Pandas is a popular Python library used for data manipulation and analysis. It provides powerful tools for working with tabular data, including data cleaning, filtering, merging, and aggregation.
Here are some common data manipulation tasks that can be performed using Pandas:
- Reading data: Pandas can read data from a variety of sources, including CSV files, Excel files, SQL databases, and JSON files.
import pandas as pd
# Read a CSV file
data = pd.read_csv('data.csv')
# Read an Excel file
data = pd.read_excel('data.xlsx')
# Read from a SQL database
import sqlite3
conn = sqlite3.connect('database.db')
data = pd.read_sql_query('SELECT * FROM table', conn)
Filtering data: Pandas can filter data based on certain conditions.
# Filter rows where column 'age' is greater than 30
filtered_data = data[data['age'] > 30]
# Filter rows where column 'gender' is 'male'
filtered_data = data[data['gender'] == 'male']
Sorting data: Pandas can sort data based on one or more columns.

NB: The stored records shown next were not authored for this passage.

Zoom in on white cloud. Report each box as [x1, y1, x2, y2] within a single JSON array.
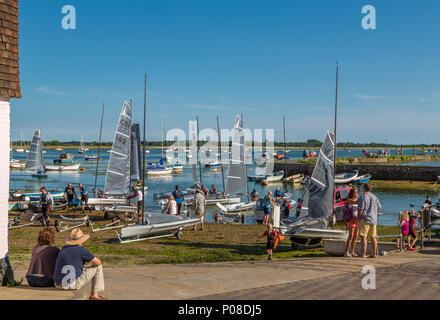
[[354, 94, 406, 100], [36, 86, 76, 97]]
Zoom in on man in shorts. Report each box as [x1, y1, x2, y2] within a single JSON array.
[[358, 183, 381, 258], [193, 190, 206, 231], [79, 184, 91, 213], [172, 185, 185, 216]]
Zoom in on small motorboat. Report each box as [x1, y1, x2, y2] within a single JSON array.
[[248, 174, 267, 182], [10, 159, 25, 169], [146, 166, 173, 176], [45, 163, 81, 172], [283, 174, 305, 184], [335, 170, 359, 184], [84, 155, 99, 161], [352, 174, 371, 185], [261, 171, 284, 184], [169, 163, 184, 170], [31, 170, 47, 179], [205, 160, 222, 168]]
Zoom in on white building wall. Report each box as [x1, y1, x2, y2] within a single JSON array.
[[0, 97, 10, 259]]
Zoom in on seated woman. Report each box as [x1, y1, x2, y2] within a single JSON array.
[[26, 227, 60, 287]]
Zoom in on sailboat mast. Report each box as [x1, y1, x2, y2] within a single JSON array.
[[217, 116, 225, 193], [283, 114, 287, 192], [94, 103, 105, 197], [332, 64, 339, 217], [142, 74, 147, 216], [197, 116, 202, 186], [160, 104, 164, 159]]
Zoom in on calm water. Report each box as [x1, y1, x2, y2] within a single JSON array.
[[10, 148, 439, 226]]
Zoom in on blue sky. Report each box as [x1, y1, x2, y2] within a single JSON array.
[[11, 0, 440, 144]]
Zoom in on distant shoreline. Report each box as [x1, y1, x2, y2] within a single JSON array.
[[10, 146, 435, 151]]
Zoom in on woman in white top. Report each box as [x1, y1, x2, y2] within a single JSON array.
[[162, 195, 178, 215]]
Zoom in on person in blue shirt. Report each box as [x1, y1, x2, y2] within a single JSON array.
[[172, 185, 185, 216], [53, 228, 106, 300], [262, 192, 273, 226], [79, 184, 91, 213]]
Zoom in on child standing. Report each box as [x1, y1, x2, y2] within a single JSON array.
[[408, 210, 421, 251], [262, 224, 275, 260], [399, 211, 410, 249]]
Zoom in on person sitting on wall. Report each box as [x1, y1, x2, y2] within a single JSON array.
[[26, 227, 59, 287]]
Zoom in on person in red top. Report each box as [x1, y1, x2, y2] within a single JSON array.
[[408, 210, 421, 251], [344, 188, 359, 257]]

# Sort by column 'age' in ascending order
sorted_data = data.sort_values('age')
# Sort by column 'age' in descending order
sorted_data = data.sort_values('age', ascending=False)
# Sort by multiple columns
sorted_data = data.sort_values(['age', 'income'], ascending=[False, True])

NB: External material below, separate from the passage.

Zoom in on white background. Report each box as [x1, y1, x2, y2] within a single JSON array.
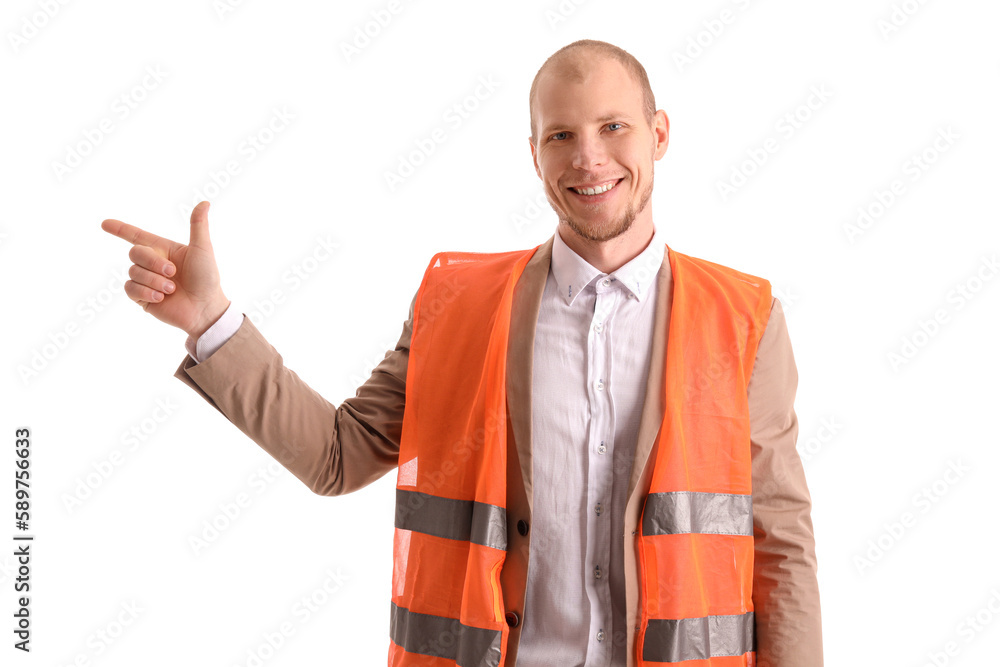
[[2, 0, 999, 665]]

Grouping data: Pandas can group data based on one or more columns and perform aggregation operations on the groups.
# Group by column 'gender' and calculate the mean of column 'income'
grouped_data = data.groupby('gender')['income'].mean()
# Group by multiple columns and calculate the sum of column 'sales'
grouped_data = data.groupby(['gender', 'region'])['sales'].sum()

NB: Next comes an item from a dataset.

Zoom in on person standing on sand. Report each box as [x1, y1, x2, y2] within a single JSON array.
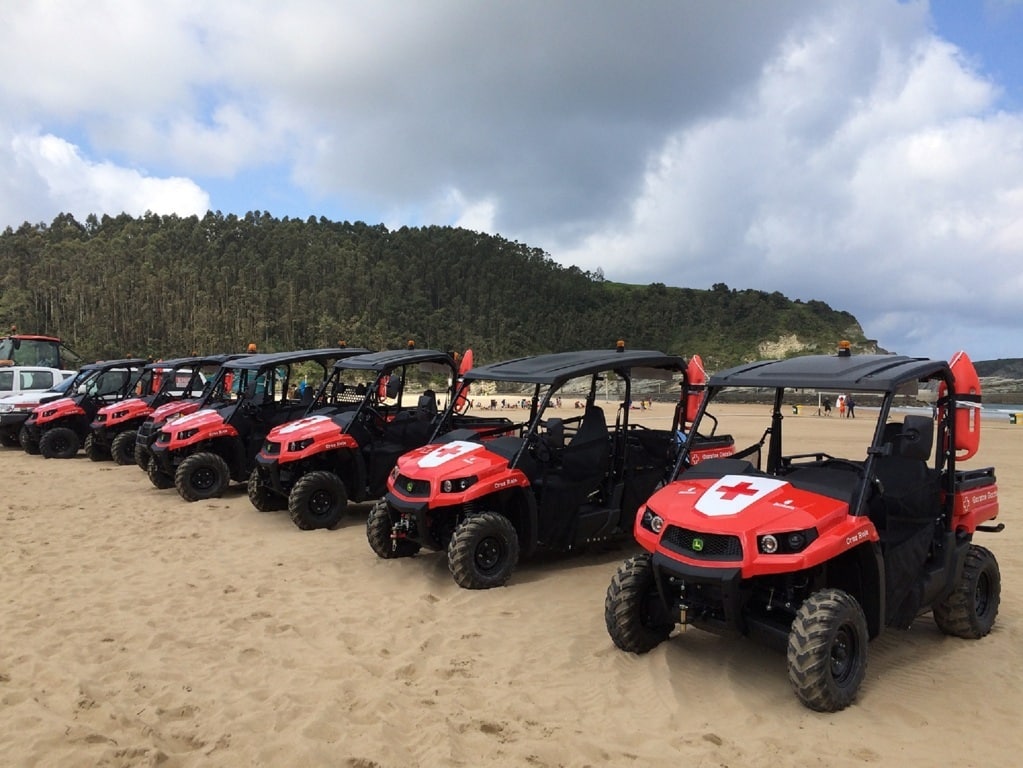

Merging data: Pandas can merge data from multiple sources based on one or more common columns.
# Merge two dataframes based on a common column 'id'
merged_data = pd.merge(data1, data2, on='id')
# Merge two dataframes based on multiple common columns
merged_data = pd.merge(data1, data2, on=['id', 'date'])
These are just a few examples of what Pandas can do for data manipulation. Pandas provides many more functions and features for working with data, making it a powerful tool for data analysis and manipulation.